Après le départ de ma famille, une semaine passe avant la venue de Pauline et Aglaé. Elles vont comme l'été dernier loger chez moi, mais il arrivera sans doute que je les laisse seules au gîte, quand Layla sera là. Elles vont se côtoyer durant une semaine et ça me fait grand plaisir : nous pourrons les emmener dans d'autres endroits, Layla fera certainement découvrir de nouvelles choses à Aglaé.
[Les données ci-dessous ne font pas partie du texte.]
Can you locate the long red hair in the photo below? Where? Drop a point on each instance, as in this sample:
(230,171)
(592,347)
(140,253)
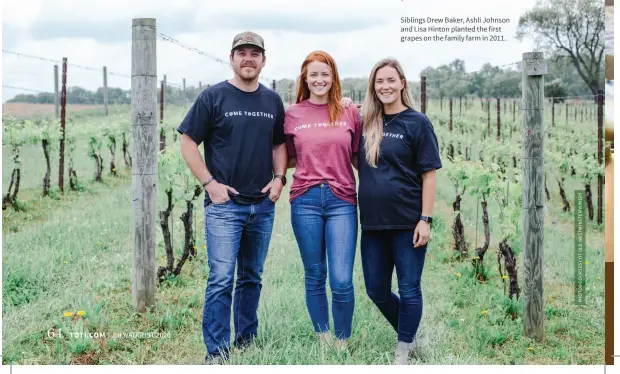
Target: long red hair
(335,92)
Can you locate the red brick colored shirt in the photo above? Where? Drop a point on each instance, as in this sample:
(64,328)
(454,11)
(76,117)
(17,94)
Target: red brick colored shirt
(323,150)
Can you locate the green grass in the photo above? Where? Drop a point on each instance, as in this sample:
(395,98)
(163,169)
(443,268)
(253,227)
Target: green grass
(73,252)
(78,257)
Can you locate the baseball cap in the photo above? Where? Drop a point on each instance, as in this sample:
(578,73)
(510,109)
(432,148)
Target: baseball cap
(248,38)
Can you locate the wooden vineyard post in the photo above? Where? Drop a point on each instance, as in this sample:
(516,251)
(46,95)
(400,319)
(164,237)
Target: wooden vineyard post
(499,123)
(450,114)
(57,98)
(488,117)
(533,95)
(599,213)
(105,90)
(63,105)
(144,169)
(423,94)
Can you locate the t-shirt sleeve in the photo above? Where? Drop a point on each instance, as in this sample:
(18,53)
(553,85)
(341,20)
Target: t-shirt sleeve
(278,130)
(428,149)
(197,123)
(290,140)
(357,130)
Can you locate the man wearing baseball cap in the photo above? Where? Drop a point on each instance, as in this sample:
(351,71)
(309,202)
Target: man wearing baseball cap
(240,122)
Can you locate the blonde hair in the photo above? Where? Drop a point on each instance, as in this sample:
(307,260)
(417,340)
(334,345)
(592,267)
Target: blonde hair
(372,110)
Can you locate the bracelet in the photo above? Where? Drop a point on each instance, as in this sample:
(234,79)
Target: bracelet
(204,185)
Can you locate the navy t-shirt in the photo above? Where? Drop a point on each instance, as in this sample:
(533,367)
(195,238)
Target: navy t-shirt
(238,130)
(390,196)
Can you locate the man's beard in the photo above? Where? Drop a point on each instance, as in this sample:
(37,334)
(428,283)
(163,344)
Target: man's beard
(245,77)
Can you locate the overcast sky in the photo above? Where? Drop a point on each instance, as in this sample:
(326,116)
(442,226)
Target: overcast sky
(356,33)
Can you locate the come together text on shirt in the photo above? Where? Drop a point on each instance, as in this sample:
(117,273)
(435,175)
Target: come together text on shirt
(321,124)
(248,114)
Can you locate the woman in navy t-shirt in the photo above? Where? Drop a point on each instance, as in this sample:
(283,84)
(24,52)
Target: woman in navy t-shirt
(398,159)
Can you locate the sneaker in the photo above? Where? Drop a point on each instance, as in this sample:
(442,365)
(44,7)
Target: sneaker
(213,360)
(242,343)
(341,345)
(325,338)
(401,356)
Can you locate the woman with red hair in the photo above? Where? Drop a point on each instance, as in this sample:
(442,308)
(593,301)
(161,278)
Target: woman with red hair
(323,136)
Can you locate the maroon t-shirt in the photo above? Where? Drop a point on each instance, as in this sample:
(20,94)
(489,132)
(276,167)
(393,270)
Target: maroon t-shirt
(323,150)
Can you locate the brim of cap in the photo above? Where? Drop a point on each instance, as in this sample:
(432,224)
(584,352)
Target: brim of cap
(248,44)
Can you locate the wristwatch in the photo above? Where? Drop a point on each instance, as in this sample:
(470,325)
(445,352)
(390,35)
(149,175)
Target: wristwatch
(426,219)
(282,178)
(204,185)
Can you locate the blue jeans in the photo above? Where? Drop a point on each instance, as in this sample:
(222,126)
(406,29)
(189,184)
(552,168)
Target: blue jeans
(235,234)
(382,251)
(326,231)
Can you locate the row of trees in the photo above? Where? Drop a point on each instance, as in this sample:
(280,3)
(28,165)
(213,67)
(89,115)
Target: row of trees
(79,95)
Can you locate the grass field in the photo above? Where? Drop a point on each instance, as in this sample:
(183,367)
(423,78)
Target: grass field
(74,253)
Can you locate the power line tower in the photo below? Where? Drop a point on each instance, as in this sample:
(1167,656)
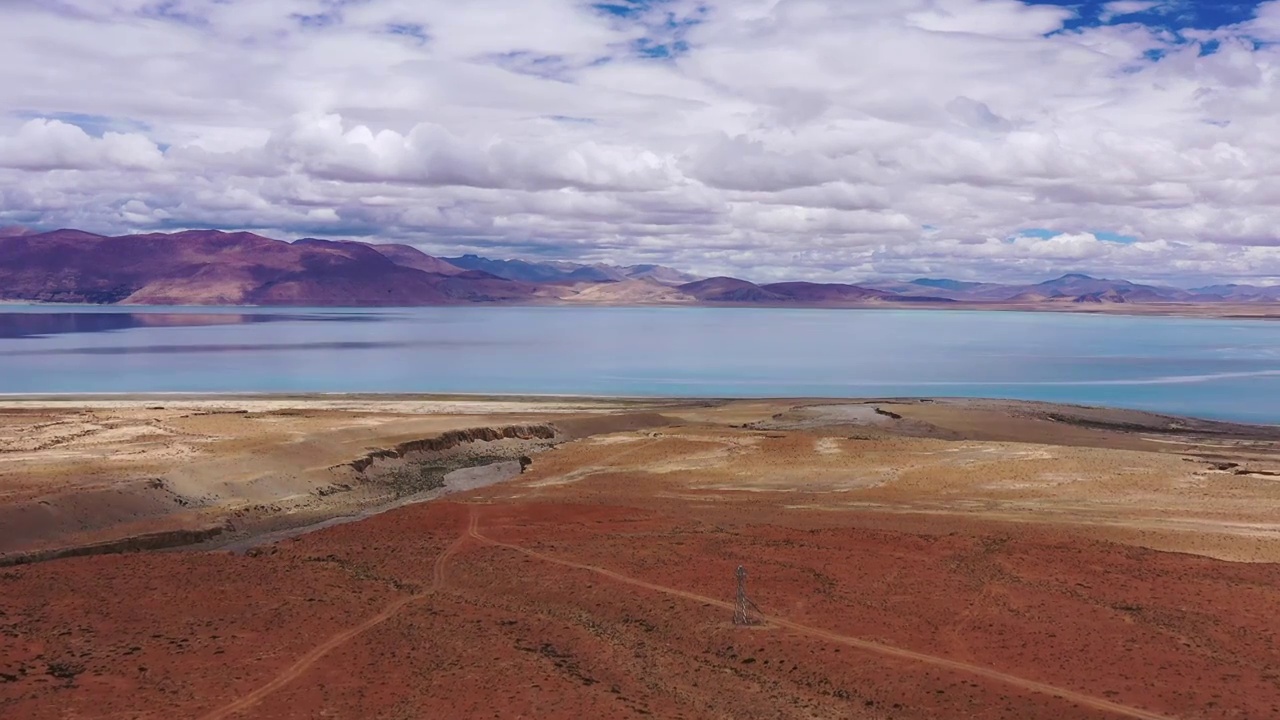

Pauline a réservé leur billet de train de longue date et c'est ainsi qu'en ce dernier samedi de juillet, je redescends à Montélimar pour les récupérer. J'en profite pour partir le matin, m'arrêter au magasin de matériel médical pour refaire un stock en compresses, produits désinfectants et autres petites choses dont j'ai besoin pour le cabinet.

Aglaé est ravie de revenir en Ardèche et me saute dans les bras dès sa descente du train. Pauline a le sourire également et je suis bien heureux de la voir ainsi. Le temps fait son œuvre, plus lentement pour elle que pour d'autres personnes, mais j'espère qu'elle aura l'occasion de rencontrer quelqu'un d'autre, quelqu'un de bien, qui l'aimera autant que papa. Elle le mérite.

Sur le retour, Aglaé reconnaît aisément plusieurs endroits, parle du plateau du Coiron et soupire en voyant Antraigues sur son rocher.

- Tu sais, Alexis, le village, il m'a manqué... nous confie-t-elle alors que je m'engage sur la petite route vers le gîte. J'aurais bien aimé y revenir dans l'année, mais c'était compliqué.

- Je sais, Aglaé, dit Pauline. Maintenant qu'Alexis travaille, on verra l'année prochaine si on peut venir durant des petites vacances. S'il est d'accord, bien entendu, ajoute-t-elle en se tournant vers moi.

- Vous pouvez venir autant que vous le voulez, tu sais bien, lui dis-je. Et même si je travaille, il y a de quoi faire à Antraigues-même, en petites balades, le coin baignade si vous venez à la belle saison...

- Et le volcan ! lance Aglaé avec enthousiasme.

- Et le volcan... soupire sa mère en écho.

**

La première semaine de leur séjour se déroule tranquillement. Comme je travaille encore, elles se débrouillent toutes les deux. Elles font les courses au village le matin, je trouve la table dressée pour le repas du midi. Et l'après-midi, elles vont au coin baignade. Elles peuvent faire tout cela à pied. Un après-midi, Aglaé insiste pour faire la randonnée du volcan. Je les conduis jusqu'à la place d'Aizac, cela leur raccourcit quand même l'ascension. Pour la descente, elles pourront la faire entièrement, ce sera moins dur. Quand j'arrive le soir au gîte, Aglaé a complété sa collection de petits cailloux, ayant trouvé ce qu'on appelle une "bombe" dans le cratère du volcan. Elle présente de belles couleurs allant du rouge sombre au mauve foncé, avec une pointe de soufre sur un des côtés.

Nous ne tardons pas à passer à table. La randonnée les a fatiguées, mais de cette saine fatigue. Et elles ont terminé au coin baignade, c'était vraiment une bonne journée pour elles.

- J'ai hâte que Layla soit là, dit Aglaé en piquant dans sa salade de tomates. Je lui montrerai mes découvertes. Est-ce qu'on retournera dans la vallée de l'Ibie, Alexis ?

- On pourra. C'est une jolie vallée, bien plus tranquille que les gorges en cette saison. Et je sens que nous serons bien occupés à la recherche de fossiles... souris-je.

- Bien sûr ! me sourit-elle en retour. L'Ardèche, c'est quand même un super pays. Maman...

- Oui, ma puce ?

- Quand je serai grande, j'habiterai ici. Et toi aussi, hein ? Tu ne resteras pas toute seule à Paris...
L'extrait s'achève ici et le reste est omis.